Saudis Can Aid Palestine
In fact, if one can take a Saudi prince’s words at face value, the House of Saud might be willing to walk into the world of reality now being shaped by the Arab street. Urging the United States to support the Palestinian vote, Prince Turki bin Faisal Al Saud warned on Monday that “Saudi Arabia would no longer be able to cooperate with America in the same way it historically has,” if Washington opposed the Arabs at the United Nations. “With most of the Arab world in upheaval, the ‘special relationship’ between Saudi Arabia and the United States would increasingly be seen as toxic by the vast majority of Arabs and Muslims, who demand justice for the Palestinian people,” the prince wrote in the New York Times.
“Saudi leaders would be forced by domestic and regional pressures to adopt a far more independent and assertive foreign policy. Like our recent military support for Bahrain’s monarchy, which America opposed, Saudi Arabia would pursue other policies at odds with those of the United States, including opposing the government of Prime Minister Nuri al-Maliki in Iraq and refusing to open an embassy there despite American pressure to do so. The Saudi government might part ways with Washington in Afghanistan and Yemen as well.”

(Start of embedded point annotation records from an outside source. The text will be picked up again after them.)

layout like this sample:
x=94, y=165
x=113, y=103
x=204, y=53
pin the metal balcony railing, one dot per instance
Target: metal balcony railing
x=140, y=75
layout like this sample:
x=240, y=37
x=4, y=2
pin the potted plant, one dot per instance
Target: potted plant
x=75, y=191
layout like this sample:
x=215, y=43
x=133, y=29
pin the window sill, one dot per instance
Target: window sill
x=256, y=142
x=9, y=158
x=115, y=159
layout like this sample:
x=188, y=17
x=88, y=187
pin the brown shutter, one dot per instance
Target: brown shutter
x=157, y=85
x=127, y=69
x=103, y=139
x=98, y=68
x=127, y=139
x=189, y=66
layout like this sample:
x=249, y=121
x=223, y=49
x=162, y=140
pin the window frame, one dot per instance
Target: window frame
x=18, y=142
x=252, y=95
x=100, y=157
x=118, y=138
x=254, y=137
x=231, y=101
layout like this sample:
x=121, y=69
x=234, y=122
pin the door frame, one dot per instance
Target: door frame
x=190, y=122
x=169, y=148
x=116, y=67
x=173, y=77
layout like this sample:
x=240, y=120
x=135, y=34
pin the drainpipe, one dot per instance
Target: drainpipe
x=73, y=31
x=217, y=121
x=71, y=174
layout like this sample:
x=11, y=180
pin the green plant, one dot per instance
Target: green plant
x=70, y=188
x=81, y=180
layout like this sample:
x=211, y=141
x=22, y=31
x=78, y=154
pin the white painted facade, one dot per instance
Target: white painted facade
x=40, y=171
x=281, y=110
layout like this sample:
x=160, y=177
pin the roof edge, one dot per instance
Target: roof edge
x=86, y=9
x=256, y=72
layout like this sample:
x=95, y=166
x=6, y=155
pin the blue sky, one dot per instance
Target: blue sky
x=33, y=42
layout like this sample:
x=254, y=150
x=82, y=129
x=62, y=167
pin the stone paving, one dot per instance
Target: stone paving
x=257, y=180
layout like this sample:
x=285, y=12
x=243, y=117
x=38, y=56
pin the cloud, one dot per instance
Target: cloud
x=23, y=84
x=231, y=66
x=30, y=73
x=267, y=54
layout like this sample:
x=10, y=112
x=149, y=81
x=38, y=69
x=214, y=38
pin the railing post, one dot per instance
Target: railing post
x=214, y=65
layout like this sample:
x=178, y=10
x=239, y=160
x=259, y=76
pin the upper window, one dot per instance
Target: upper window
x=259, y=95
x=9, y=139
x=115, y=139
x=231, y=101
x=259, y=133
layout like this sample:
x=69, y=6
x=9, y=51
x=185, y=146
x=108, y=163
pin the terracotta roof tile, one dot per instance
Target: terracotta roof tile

Many media outlets and pundits, toeing the line espoused by their governments, have been dousing the Palestinians with advice to go back to the negotiating table, as if two decades of talks starting with the Oslo process were not enough time. What exactly are the Palestinians supposed to gain by waiting for statehood? Some future promise of possible talks?
With the U.S. presidential election just a year away, President Obama will be unable to summon courage at least until 2013 to nudge the contending parties into a compromise. A positive U.N. vote would serve as a catalyst to hasten the peace between the Palestinians the Israelis. As President Ronald Reagan once enunciated, if you negotiate from the point of weakness, you lose.
Remember, Britain did not leave India because Clement Attlee had become a devotee of “naked fakir” M.K. Gandhi’s nonviolence, nor because the British took pity on the miserable souls of the Harijans. His Majesty’s government pulled out because London saw a real threat of a communist takeover of India, if the English further prolonged their divine mission to make the Indians civilized.
Exactly for the same expediency – to avoid a takeover of Palestine by Islamic radicals – neither Israel nor America nor Europe would impose severe punitive measures on the Palestinians, even if the United Nations recognized their state.
– B.Z. Khasru, based in New York, is the author of a bestselling book, “Myths and Facts: Bangladesh Liberation War – How India, U.S., China, and the USSR Shaped the Outcome.” (Rupa & Co., 2010). Khasru contributed this article to PalestineChronicle.com.